台湾原住民族の報道写真家、蝶の貼り絵工芸をした女性、戦死した日本兵の霊と不思議な交流をする老兵、戦中のマレー半島で展開された「銀輪部隊(自転車部隊)」、ミャンマーで日本軍に接収され、中国から台湾に渡り台北動物園で生涯を終えたゾウの記憶…いくつもの逸話、何人もの登場人物が、枝葉のようにほうぼうへと伸びてゆく。

この小説を、自分の人生と重ね合わせて語ることはできない。
作者自身と繋がっているような、いないような。
現実のことのような、そうでないような。

編んだばかりのセーターの毛糸が絡むことなくスルスルと解けていくように…は進まず、1ページ1ページ手探りで進む。
一体何のはなしを読んでいるのか、どこに行き着くのか、検討もつかない。

それが余韻を生み、時代も、場所も、人間をも超えた世界へとさらっていく。

初めは一台だったはずの自転車が、結果的に何台もの自転車となり、彼の父親のものだった自転車は、その後父親の手から離れ誰かの見知らぬ自転車となる。
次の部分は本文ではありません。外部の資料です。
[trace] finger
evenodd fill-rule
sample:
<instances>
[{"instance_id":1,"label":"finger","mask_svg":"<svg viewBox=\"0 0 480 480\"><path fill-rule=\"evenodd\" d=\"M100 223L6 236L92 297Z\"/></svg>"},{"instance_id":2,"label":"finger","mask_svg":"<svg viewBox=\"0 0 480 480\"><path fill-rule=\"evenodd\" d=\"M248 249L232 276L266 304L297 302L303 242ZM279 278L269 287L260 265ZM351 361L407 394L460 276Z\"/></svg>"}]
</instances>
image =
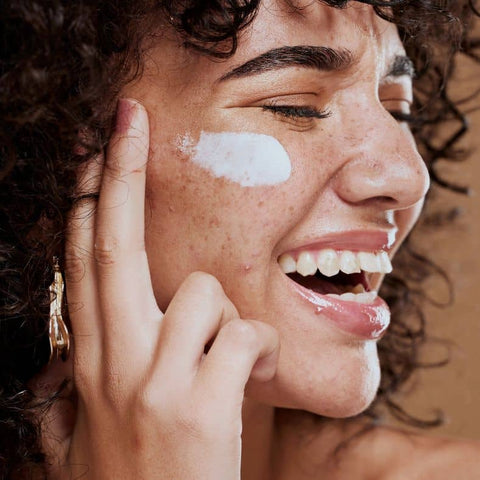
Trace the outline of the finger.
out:
<instances>
[{"instance_id":1,"label":"finger","mask_svg":"<svg viewBox=\"0 0 480 480\"><path fill-rule=\"evenodd\" d=\"M104 322L104 354L147 358L157 334L157 307L144 242L148 117L133 100L120 100L100 189L95 262ZM156 317L156 318L155 318ZM156 337L155 337L156 338ZM133 365L132 365L133 368Z\"/></svg>"},{"instance_id":2,"label":"finger","mask_svg":"<svg viewBox=\"0 0 480 480\"><path fill-rule=\"evenodd\" d=\"M68 215L65 245L66 300L77 352L83 344L99 347L98 292L93 259L96 197L103 157L96 156L78 170L75 201ZM90 351L90 348L88 348Z\"/></svg>"},{"instance_id":3,"label":"finger","mask_svg":"<svg viewBox=\"0 0 480 480\"><path fill-rule=\"evenodd\" d=\"M100 238L115 234L119 247L136 251L144 250L148 148L145 109L134 100L119 100L117 126L107 150L97 229Z\"/></svg>"},{"instance_id":4,"label":"finger","mask_svg":"<svg viewBox=\"0 0 480 480\"><path fill-rule=\"evenodd\" d=\"M238 318L238 312L220 282L207 273L190 274L162 320L156 375L165 378L174 372L186 378L196 372L205 345L232 318Z\"/></svg>"},{"instance_id":5,"label":"finger","mask_svg":"<svg viewBox=\"0 0 480 480\"><path fill-rule=\"evenodd\" d=\"M275 375L279 346L278 332L265 322L231 320L219 331L203 360L197 387L208 392L219 414L235 418L248 380L265 382Z\"/></svg>"}]
</instances>

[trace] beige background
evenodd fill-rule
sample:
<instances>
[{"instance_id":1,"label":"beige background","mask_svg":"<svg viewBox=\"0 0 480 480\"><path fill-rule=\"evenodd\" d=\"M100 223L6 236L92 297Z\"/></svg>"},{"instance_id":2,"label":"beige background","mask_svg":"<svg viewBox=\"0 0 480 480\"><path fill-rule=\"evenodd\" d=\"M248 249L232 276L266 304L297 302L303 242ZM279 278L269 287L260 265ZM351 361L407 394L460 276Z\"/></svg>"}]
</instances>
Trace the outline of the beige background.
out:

見覚えはないはずなのに何故か懐かしい街や村落、ジャングルの中で、一緒になって「その自転車」を追いかけた。
象に出会い、蝶を追いかけ、樹に上り、濁水に潜った。
簡単には抜けだせない幻想的な世界でたゆたう気分を久しぶりに味わうことができた。

驚くべきは、表紙や挿絵に使われている繊細な絵が、著者である呉明益自身が描いたものだということ。

呉明益はレトロな自転車のコレクターで、ストーリーの合間合間に挟まれる「ノート」で日本、台湾における自転車の歴史や仕様について解説されているのも興味深い。

これまで呉明益の翻訳を手掛けてきた訳者の天野健太郎は、この自転車泥棒の出版後に逝去し、本作が遺作となっている。

❝戦場の爆撃で、私の左耳はもうほとんど聞こえない状態だったが、帰ったあとでも夜、ゾウの群れの足音が聞こえた。密林を越え、大海原を渡り、この村落まで届いた音は、眠れない私の体内へと入ってきた。どれだけ時間が経っても、戦場にいた歳月はまるでついさっき飛び去った鳥のように、一本一本の羽の色まではっきり思い出せる。この手が掴むあの森の湿気った草や泥のように。❞

彼の紡ぐ言葉を一つ一つ噛み締めて読んだ。